How does a wine producer do that?: The first thing is make great wine at a given price point. What I’ve talked about for while is many make great wine, but you have to exceed customer expectations. I’ve always had the idea you can’t rely on [wine rating] scores.

Then comes the story. In past 20 years, if you came up with a wine, it needs to have a reason to exist. Ninety-five percent of wine brands tend to differentiate themselves by features other than benefits. What’s the benefit to the consumer? Then what’s the benefit to the retailer? Why would a consumer pick you over someone else? Sometimes, people think that will happen with programming, if they throw enough dollars at it, they can get noticed. We can’t come close to what Constellation [Brands] and others spend on the brand. So there must be different ways to tell a compelling story.

Have you noticed restaurant wine lists shrinking?: Absolutely, particularly in large chains. We’ve been losing ground to craft beer and cocktails. All have cocktail lists now. I’ve seen some [wine list selections] reduced. It becomes a complicated question on how a brand can stand out to the gatekeeper and then how to stand out to the consumer. Those are two different things in how to achieve that. One things with the three-tier [distribution] system is wineries are separated from the consumer, unless they go direct to consumer. If you’re going through wholesale, there are different criteria for buyers than consumers. Appellation doesn’t matter to the consumer, but it means a heck of a lot to the gatekeeper.

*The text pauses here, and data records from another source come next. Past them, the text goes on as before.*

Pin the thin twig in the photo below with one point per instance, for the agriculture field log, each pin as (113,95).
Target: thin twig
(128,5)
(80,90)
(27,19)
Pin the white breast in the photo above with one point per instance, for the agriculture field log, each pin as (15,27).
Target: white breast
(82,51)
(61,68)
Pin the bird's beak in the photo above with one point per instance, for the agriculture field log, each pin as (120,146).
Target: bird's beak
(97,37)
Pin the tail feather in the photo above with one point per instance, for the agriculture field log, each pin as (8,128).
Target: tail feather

Then it comes down to packaging that makes the consumer pick up a bottle once, and then quality will keep them coming back. I call it the “pet rock syndrome.” If you have a fancy package, it’s like a pet rock. You will only sell one.

There are lots of ways to look at standing out on the shelf and in the consumer’s mind. When [Hahn’s HRM] Rex Goliath came out in 2002, and with Yellowtail, they created the whole “critter label” thing. [Rex Goliath Giant] 47 Pound Rooster could have been gimmicky, but it wasn’t because the quality was there. I purposely designed it to look vaguely French provincial, because it was an import.

With the critter brands, the shelves became cluttered with all kinds of different labels. Now I’ve gone back to the classics, with a lot of white space on the label. Another change came with the advent of track lighting in grocery stores. Now in Safeway, Whole Foods and other stores there is a lot of darkness with spotlights. So if you have a dark label in a dark environment, you are doomed.

Is there a move away from silk-screened labels because of those dark wine aisles?: I think that has already has been happening. I have no statistics, but anecdotally I notice wineries are going back to classic and straightforward labels. Even Ménage à Trois has a classic label.

Authenticity: I see the market as pre-September 2008 and post-September 2008. Pre was like the roaring ’20s and going to party like it’s 1999. Since 2008, the mood has shifted, and the consumer is not in a party mood. Even though the jobs situation is getting better and the economy is getting better, consumers still do not believe it. Since the Great Recession of 2008, it is more like the feeling of the Great Depression. There is a fundamental shift in the values of consumers, and that is reflected in their view of the price–quality relationship.